Police work for me becomes an extremely fascinating crucible to hold all of society’s burning ashes of sheer evil and meanness without it burning me up and still believe in the best in everybody.
Charlotte Allen: How do you avoid cynicism?
Sarah Cortez: The key is realizing that when you know the difference between good and evil then you know that that capacity to do good and evil is inside of everybody: Some people live it out more to the sheep or more to the goats. That is human nature since the Fall. Faith shores you up despite knowledge, so knowledge doesn’t destroy you.
You become that crucible. The crucible cannot break. The crucible has got to hold everything, it’s got to hold it until it gets molten enough to mix together so you can get what the dross turns into, which is the gold, the treasure. So, you’ve got to be able to hold all of this inside of you without breaking.
Charlotte Allen: When you returned to the faith, was this a kind of gradual process, or did it all just happen overnight?

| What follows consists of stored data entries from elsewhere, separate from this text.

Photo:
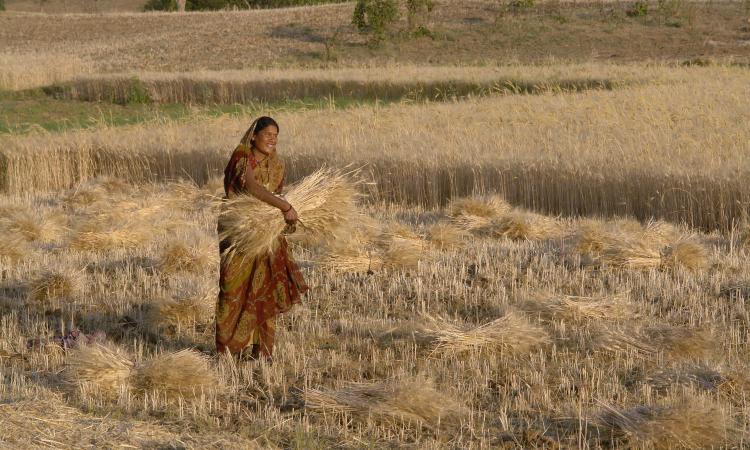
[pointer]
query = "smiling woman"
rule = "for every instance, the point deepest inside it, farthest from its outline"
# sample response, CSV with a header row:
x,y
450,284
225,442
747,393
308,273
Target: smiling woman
x,y
252,291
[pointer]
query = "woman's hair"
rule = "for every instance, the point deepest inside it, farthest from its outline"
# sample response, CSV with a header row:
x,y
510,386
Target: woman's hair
x,y
258,125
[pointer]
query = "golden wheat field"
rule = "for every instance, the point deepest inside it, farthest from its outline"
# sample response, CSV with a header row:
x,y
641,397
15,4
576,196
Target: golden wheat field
x,y
542,254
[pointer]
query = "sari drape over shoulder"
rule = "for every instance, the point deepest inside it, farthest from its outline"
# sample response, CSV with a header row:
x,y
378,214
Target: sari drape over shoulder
x,y
253,292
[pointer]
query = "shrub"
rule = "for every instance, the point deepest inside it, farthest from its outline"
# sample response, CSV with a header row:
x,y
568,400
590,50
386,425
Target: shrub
x,y
375,17
639,9
417,10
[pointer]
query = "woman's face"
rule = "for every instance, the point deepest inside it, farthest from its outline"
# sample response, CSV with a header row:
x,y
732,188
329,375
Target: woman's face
x,y
265,139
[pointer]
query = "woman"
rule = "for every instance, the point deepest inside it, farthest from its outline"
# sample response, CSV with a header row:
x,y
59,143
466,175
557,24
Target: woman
x,y
252,293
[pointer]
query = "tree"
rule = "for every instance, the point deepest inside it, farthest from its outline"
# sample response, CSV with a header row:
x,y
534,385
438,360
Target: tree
x,y
375,17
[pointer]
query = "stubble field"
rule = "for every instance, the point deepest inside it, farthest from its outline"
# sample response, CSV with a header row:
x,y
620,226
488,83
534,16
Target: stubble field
x,y
547,256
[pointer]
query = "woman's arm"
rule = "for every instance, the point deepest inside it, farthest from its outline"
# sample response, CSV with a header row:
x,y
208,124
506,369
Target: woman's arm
x,y
259,191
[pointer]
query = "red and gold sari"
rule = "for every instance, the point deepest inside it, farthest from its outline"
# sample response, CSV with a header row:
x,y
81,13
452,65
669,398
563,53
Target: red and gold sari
x,y
253,292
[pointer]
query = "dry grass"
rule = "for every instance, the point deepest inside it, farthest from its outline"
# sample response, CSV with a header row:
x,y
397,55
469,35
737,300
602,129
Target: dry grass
x,y
681,342
106,369
512,333
33,227
54,285
13,247
685,253
666,160
325,202
165,315
446,236
686,423
401,402
102,241
522,226
592,334
181,373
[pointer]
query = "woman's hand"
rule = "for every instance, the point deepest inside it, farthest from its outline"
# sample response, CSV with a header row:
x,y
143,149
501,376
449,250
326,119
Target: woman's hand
x,y
291,216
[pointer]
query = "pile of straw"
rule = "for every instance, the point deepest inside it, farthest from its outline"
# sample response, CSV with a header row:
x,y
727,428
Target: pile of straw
x,y
511,333
687,422
13,247
178,257
519,225
476,212
53,285
105,368
685,253
109,370
574,308
353,260
325,201
101,241
175,314
680,342
400,403
446,236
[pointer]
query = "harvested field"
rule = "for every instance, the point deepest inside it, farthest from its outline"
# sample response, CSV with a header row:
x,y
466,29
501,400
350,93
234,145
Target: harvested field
x,y
541,238
636,151
466,348
462,33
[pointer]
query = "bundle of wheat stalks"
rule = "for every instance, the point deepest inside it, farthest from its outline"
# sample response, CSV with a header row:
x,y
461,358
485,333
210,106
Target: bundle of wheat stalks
x,y
324,201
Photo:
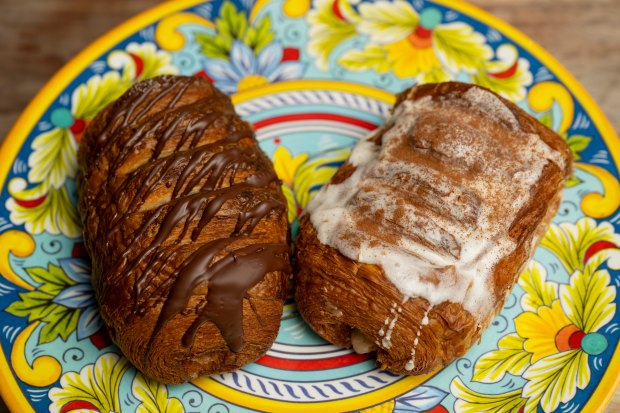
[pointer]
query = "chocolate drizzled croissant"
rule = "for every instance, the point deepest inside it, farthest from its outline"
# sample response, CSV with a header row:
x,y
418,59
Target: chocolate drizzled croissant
x,y
185,223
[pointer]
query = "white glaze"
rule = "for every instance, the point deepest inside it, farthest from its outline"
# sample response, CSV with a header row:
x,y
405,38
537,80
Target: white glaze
x,y
459,255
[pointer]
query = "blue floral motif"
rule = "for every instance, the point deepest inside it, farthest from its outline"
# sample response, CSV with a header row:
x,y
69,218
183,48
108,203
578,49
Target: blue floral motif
x,y
227,74
419,399
80,296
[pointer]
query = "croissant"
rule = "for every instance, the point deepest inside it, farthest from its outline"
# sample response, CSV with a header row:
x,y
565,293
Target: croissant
x,y
185,222
412,248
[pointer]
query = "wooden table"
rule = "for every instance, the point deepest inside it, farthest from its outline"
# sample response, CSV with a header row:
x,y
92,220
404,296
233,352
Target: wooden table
x,y
40,36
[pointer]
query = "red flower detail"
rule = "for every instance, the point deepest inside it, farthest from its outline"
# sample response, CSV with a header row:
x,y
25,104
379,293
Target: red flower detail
x,y
290,54
30,203
423,32
77,405
139,64
101,339
336,10
78,126
204,74
506,73
575,339
596,247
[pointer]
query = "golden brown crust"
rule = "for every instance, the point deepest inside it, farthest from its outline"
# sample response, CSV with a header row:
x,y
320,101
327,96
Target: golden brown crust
x,y
152,167
337,295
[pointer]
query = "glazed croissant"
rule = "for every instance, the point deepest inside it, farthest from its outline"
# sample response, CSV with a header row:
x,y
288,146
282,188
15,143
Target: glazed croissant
x,y
185,223
412,248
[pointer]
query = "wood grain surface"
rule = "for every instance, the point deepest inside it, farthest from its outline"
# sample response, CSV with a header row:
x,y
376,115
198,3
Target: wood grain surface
x,y
38,37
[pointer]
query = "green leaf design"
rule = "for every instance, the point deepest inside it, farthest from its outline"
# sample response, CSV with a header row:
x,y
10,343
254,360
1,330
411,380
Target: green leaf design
x,y
588,301
91,97
510,357
569,242
53,279
233,25
154,396
538,291
326,32
56,214
259,36
38,305
576,144
33,304
459,47
572,181
387,22
554,379
371,57
60,322
53,158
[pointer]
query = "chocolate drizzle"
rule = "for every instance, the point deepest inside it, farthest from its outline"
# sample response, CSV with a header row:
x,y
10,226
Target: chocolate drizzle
x,y
203,157
229,279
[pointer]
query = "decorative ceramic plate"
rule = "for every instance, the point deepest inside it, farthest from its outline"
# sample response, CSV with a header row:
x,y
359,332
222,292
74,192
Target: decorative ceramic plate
x,y
311,78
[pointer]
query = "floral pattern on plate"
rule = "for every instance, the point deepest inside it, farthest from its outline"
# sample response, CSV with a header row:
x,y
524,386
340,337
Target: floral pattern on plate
x,y
312,77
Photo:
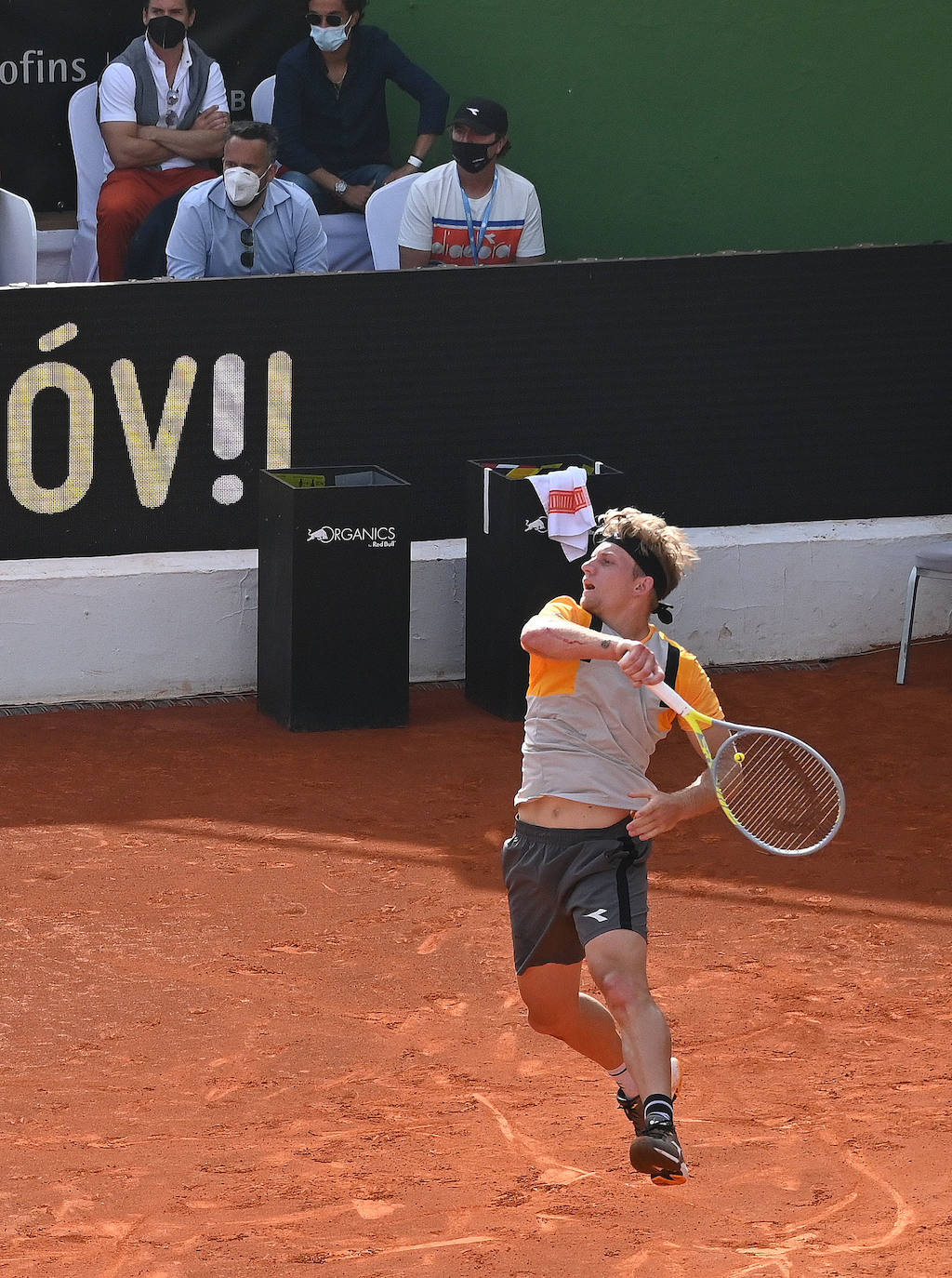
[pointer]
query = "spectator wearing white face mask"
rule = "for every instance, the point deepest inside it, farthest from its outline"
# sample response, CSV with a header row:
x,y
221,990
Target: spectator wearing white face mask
x,y
246,221
331,108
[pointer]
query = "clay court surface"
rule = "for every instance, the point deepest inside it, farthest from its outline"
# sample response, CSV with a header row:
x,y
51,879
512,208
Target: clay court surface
x,y
257,1012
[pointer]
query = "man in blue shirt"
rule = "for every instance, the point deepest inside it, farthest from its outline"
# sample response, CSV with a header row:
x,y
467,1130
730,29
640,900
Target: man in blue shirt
x,y
246,222
331,112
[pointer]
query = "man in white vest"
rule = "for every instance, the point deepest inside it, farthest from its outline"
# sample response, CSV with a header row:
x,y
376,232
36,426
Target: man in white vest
x,y
163,113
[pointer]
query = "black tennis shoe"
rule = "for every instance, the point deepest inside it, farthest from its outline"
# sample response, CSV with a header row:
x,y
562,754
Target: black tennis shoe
x,y
631,1106
633,1110
657,1153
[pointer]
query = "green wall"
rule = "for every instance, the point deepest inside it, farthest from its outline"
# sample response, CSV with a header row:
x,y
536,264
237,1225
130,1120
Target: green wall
x,y
665,126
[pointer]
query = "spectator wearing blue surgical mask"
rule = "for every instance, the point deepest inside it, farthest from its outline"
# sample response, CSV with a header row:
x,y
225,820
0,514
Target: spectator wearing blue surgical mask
x,y
331,112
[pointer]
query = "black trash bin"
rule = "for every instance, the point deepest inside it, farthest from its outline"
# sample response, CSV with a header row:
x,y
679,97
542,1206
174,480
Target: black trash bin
x,y
512,569
334,597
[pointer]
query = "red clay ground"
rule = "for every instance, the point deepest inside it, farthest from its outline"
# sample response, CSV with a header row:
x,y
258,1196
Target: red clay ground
x,y
257,1011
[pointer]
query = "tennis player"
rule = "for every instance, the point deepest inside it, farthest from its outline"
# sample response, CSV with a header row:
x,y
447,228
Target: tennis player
x,y
576,865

Sarah Cortez: It was gradual, but it was clear. What I had to make it through was the fear. And I think probably for myself as a human being and for many other human beings as well, you’ve to make it through the fear to get to clarity.
Charlotte Allen: What were you afraid of?
Sarah Cortez: Can you imagine going to confession after 35 years? That right there was probably the biggest stumbling-block.
As a child, I confessed things like lying to my mom, being smart-off to my mom. Even so, back then I was always very scared to go to confessional. After 35 years of adult life, I was terrified. But I just regret having waited so long, because there have been so many times that I could have been dead. I woke up twice after falling asleep driving—I opened my eyes and I found I was headed straight to a cement wall. So, if my guardian angel or the Holy Spirit or whatever it was hadn’t awakened me, I would have just driven into the cement wall.
Charlotte Allen: How does your Catholicism works its way into your writing?
Sarah Cortez: Sometimes it works its way into my writing as prayers. I like to write prayers. One poem is the prayer of a sexual-assault investigator, and it came from a case of mine. That was one of my police specialties: sexual assault. I have another prayer that actually came from one of my husband’s cases. He was an arson investigator, so: Prayer of an Arson Investigator.
I love writing prayers. I also love writing about the Mysteries of the Rosary, the great sacred mysteries of the Truth: the Incarnation, transubstantiation, the Immaculate Conception, great mysteries like this. I used to think, again with that simplistic, childlike viewpoint, that the mysteries of the church related to things I would never understand. What I’ve found out, since I’ve come back as an adult to Faith, that the mysteries of the faith really mean that no matter how deep I go into them either intellectually, emotionally, mentally, on any level, I will never get to the bottom. The source will never cease flowing.
Charlotte Allen is a D.C. based arts reporter for Catholic Arts Today and the author of The Human Christ: The Search for the Historical Jesus. This is the second of a series of Catholic Arts Today interviews with Catholic writers who attended the 2019 Catholic Imagination Conference at Loyola University’s Hank Center for the Catholic Intellectual Heritage.